En modelant la statue de l’archevêque de Paris, M. Debay n’avait à craindre ni ces exagérations ni ces pauvretés pittoresques. Sans parler du goût personnel de l’artiste et des habitudes judicieuses qui caractérisent son talent, le programme qu’il s’agissait de remplir était assez fécond en soi, assez noble dans les termes, pour exclure tout recours aux vieilles conventions académiques aussi bien qu’aux exemples, plus naturalistes que de raison, donnés par quelque moderne Valentin de la statuaire.
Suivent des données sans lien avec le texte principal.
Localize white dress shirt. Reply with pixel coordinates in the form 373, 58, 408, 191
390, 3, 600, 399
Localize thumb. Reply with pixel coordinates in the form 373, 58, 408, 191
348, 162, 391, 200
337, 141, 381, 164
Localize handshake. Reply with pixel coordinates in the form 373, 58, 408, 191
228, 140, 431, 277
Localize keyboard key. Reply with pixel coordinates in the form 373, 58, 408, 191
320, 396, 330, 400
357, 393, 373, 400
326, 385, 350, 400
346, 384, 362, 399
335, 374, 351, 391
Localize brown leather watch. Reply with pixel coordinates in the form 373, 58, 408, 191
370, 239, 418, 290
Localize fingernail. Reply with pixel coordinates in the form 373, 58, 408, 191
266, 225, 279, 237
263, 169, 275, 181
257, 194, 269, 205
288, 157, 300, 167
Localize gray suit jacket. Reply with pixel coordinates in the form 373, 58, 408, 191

La taille régulièrement proportionnée du modèle, les traits de son visage, sans beauté proprement dite, mais non sans charme et sans grâce virile, la forme simple, les lignes aisément souples du costume, — tout, à ne parler que des élémens extérieurs du travail, venait ici en aide au sculpteur, et ne pouvait manquer d’encourager sa main. Suit-il de là qu’un autre eût aussi sûrement que lui tiré parti de ces ressources ? La besogne était-elle si facile qu’il suffît, pour rencontrer l’expression juste, de la chercher dans l’assemblage fortuit de ces élémens une fois donnés ? Rien, ne serait moins exact qu’une pareille conclusion. La valeur particulière de l’œuvre de M. Debay résulte des circonstances mêmes qui en ont précédé l’achèvement, puisque c’est à la suite d’un concours où figurait l’esquisse de cette œuvre que l’artiste a été choisi de préférence à ses rivaux. Et d’un autre côté, si l’exécution matérielle exigeait peu d’efforts en raison des ressources offertes, d’où vient qu’avant d’aborder le marbre M. Debay ait consacré environ dix années à retoucher son modèle en terre, à le bouleverser plusieurs fois de fond en comble, à le recommencer sur place, dans cette humide chapelle où il a, dit-on, laissé sa santé ? Nous ne prétendons emprunter ni à cette ténacité, ni à cette courageuse lenteur, un argument plus décisif qu’il ne convient : nous savons que, dans le domaine des arts comme dans celui des lettres, l’estime où il faut tenir un ouvrage ne se mesure pas aux efforts de patience qu’il a pu coûter ; mais lorsqu’au mérite même du travail s’ajoutent des souvenirs honorables pour celui qui l’a mené à fin, lorsqu’un homme en quête du vrai et du beau sacrifie à cette recherche tout ce qu’il peut donner de ses facultés et de ses forces, il y a là pour les artistes une leçon, pour tout le monde un exemple de désintéressement et de loyauté qu’il n’est pas inutile de noter, du moins en passant.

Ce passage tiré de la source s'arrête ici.